Чтобы спастись от тоски, оставалось заняться хозяйством, и входя в их запертые комнаты – дружба дружбой, но табачок, кефир, кетчуп, – все это было врозь, – перебирала чужие вещи на подоконнике: зернисто-чугунная гусятница без крышки, найденная тут же, под окнами, когда сошел снег; моток проволоки для мытья чугунной посудины, оставляющий полную ладонь саднящих металлических искр; пачки «Астры», разложенные на просушку по всей длине батареи; полбутылки красного, заначенные за заслонкой недействующей печи, – и тут раздавался звонок в дверь, и она шла открывать: квартиру явились смотреть архитекторы.

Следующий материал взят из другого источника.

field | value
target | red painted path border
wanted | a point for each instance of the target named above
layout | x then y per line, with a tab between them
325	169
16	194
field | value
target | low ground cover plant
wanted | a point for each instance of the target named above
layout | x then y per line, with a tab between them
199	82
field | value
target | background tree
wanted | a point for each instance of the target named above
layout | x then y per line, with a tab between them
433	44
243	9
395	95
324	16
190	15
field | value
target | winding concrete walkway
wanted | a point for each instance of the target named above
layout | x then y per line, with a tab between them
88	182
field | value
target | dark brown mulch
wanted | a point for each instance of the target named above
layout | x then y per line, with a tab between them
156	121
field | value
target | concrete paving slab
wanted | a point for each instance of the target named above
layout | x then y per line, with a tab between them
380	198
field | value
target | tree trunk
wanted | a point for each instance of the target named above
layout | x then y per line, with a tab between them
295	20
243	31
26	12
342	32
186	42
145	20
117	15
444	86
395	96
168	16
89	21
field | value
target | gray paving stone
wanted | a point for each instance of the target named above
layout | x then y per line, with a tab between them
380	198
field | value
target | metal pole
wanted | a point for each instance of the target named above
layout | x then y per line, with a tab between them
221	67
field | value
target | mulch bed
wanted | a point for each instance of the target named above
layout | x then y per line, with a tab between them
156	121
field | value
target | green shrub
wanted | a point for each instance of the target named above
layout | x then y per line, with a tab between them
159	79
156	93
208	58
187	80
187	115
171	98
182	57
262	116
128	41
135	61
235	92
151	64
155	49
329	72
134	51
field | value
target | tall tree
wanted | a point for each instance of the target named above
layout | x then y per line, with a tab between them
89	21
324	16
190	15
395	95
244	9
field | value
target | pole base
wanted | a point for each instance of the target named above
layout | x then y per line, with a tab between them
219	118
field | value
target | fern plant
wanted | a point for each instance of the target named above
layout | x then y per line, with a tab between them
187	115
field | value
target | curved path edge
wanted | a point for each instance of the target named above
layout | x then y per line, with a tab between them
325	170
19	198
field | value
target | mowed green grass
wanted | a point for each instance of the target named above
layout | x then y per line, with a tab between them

Они с мамой жили в маленьком занюханном городке, и в детстве она приезжала из этого города к брату, и он водил ее в место с таинственным названием Труба (брат и его приятели говорили «совсем Труба», когда кончались деньги, было холодно, голодно и плохо, сильный насморк, грипп, кашель, перепой или кого-то уже окончательно забирали в армию – она же представляла себе эту трубу как длинный скользкий туннель, в котором ползти очень долго, лет пять или шесть, пока не получишь диплом, а там – там все меняется, как свет и пара крыльев), и в Трубе она видела бородатого человека в свитере, который сидел перед двумя этюдниками и зарисовывал гипсовую натуру. Она тихо спросила, зачем ему два таких рисунка, бородатый недовольно обернулся на шорох, и брат потащил ее к выходу. «Нужно хорошенько подумать, прежде чем спрашивать, – отчитал ее брат, когда они вышли на улицу. – Его товарищ вышел покурить или в туалет, а вот его ты обидела». Почему? Что же в этом обидного? Ведь рисунки были совершенно одинаковые. «А вот о таких вещах вообще никогда не следует говорить вслух», – сказал брат.
Она сразу узнала бородатого, который немедленно принялся зарисовывать лепнину с потолка, а другой сел на корточки и стал исследовать дверь. А вот они ее не заметили (по их мнению, дверь распахнулась от сквозняка), и она не настаивала – заставить их увидеть эту гусятницу, эту проволоку, астры, выдохшееся, издыхающее коричневое вино в печи – все равно что заставить коней копытами землю рыть. Сам обладатель гусятницы – черноглазый, худой, снедаемый пламенем непонятной страсти – никогда не вспомнит, что стояло у него на подоконнике, а вот чужую, Лешину, жену навеки запечатлеет в памяти как свою... Обидно только, что проходят дни, каждый длиной в полчаса, а дела остаются неустроенными. Казалось бы, какие дела могут быть у кошки, приведенной с вокзала и забившейся в какую-то щель огромной, растерзанной коммунальной квартиры, кошки, питающейся объедками чужих фантазий, которые по вечерам летают над головой, как снаряды (ведь только упившийся Додик мог принять эту кошку за бледную незнакомую женщину, высунуться по пояс из раскрытого окна и в ужасе уставиться на темное пятно машинного масла, разумеется, никак не связанное ни с кошкой, приземлившейся на все четыре лапы, ни, тем более, с никогда не существовавшей женщиной, – так же, как только Леша мог окрестить бывшую привокзальную кошку Метафорой), – дела, тем не менее, были, такие же навязчивые и неотступные, как у всех, отчего и терлась так неистово об углы, об икры, раздирая Вере драгоценные колготки, о шершавую кору тополя во дворе – еще одна дурная привычка, оставшаяся после падения.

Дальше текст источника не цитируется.